= Rex Davis =

British actor, boxer, soldier, politician (1890–1951)

Captain Reginald Graham Davis (7 November 1890 - 1 December 1951) was a British soldier, silent film actor and sportsman.

==Biography==

Davis was born in Keymer, Sussex, in 1890. According to one source, he got his start in films because he was a good amateur boxer. He also played field hockey for the Richmond Hockey Club.

Davis had done several movies by the time the First World War broke out in August 1914. In July 1918, he was awarded the Military Cross "For conspicuous gallantry and devotion to duty."

He was the Conservative candidate in the by-election of 1932 for Wednesbury, but was defeated by Labour politician John Banfield.

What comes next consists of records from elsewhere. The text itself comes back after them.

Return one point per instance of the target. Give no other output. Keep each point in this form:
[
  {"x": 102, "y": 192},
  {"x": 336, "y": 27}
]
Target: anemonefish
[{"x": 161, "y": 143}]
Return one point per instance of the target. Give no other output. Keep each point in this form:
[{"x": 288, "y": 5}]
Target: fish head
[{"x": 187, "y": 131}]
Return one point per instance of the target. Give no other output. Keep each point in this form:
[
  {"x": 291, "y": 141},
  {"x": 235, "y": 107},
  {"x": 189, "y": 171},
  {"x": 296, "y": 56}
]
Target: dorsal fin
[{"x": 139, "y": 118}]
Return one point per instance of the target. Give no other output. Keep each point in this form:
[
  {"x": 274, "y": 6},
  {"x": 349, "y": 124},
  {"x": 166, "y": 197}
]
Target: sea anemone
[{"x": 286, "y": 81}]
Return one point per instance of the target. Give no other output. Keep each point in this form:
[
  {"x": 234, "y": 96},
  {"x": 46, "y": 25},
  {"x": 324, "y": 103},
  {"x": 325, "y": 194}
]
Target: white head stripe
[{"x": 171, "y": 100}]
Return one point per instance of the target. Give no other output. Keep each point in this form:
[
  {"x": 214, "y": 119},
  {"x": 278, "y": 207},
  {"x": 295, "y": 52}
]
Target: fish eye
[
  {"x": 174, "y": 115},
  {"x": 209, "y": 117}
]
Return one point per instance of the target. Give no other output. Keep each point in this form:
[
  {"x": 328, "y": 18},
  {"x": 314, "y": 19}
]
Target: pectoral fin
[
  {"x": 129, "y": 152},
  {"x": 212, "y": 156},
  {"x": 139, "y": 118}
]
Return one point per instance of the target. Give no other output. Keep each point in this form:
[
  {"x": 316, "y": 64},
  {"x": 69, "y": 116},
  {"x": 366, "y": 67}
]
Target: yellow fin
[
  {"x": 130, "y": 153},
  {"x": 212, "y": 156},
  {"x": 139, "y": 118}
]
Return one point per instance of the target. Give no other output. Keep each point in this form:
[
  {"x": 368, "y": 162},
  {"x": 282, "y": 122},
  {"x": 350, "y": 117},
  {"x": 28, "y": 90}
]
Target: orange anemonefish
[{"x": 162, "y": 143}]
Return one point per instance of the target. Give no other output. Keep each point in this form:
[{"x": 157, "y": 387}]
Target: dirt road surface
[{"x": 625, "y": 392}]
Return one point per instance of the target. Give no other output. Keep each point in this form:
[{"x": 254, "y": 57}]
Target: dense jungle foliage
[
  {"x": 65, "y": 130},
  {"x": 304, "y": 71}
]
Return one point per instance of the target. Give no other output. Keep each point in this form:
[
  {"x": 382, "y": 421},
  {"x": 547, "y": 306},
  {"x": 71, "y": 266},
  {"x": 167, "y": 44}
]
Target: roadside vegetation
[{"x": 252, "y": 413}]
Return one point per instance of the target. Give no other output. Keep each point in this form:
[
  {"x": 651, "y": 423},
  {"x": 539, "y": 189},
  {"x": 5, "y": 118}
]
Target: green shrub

Davis stayed in the military and was promoted to captain. In the 1943 Birthday Honours, he was made a Member of the Order of the British Empire. He died in East Wittering, Sussex, in 1951, after a painful illness.

==Selected filmography==
- The House of Temperley (1913)
- The Fool (1913)
- For Her People (1914)
- The Shepherd Lassie of Argyle (1914)
- Won by a Head (1920)
- The Pride of the Fancy (1920)
- Uncle Bernac (1921)
- Mord Em'ly (1922)
- All Sorts and Conditions of Men (1921)
- The Crimson Circle (1922)
- The Lion's Mouse (1923)
- A Couple of Down and Outs (1923)
- The Knockout (1923)
- Married Love (1923)
- Every Mother's Son (1926)
- Motherland (1927)

==Bibliography==
- Bamford, Kenton. Distorted Images: British National Identity and Film in the 1920s. I.B. Tauris, 1999.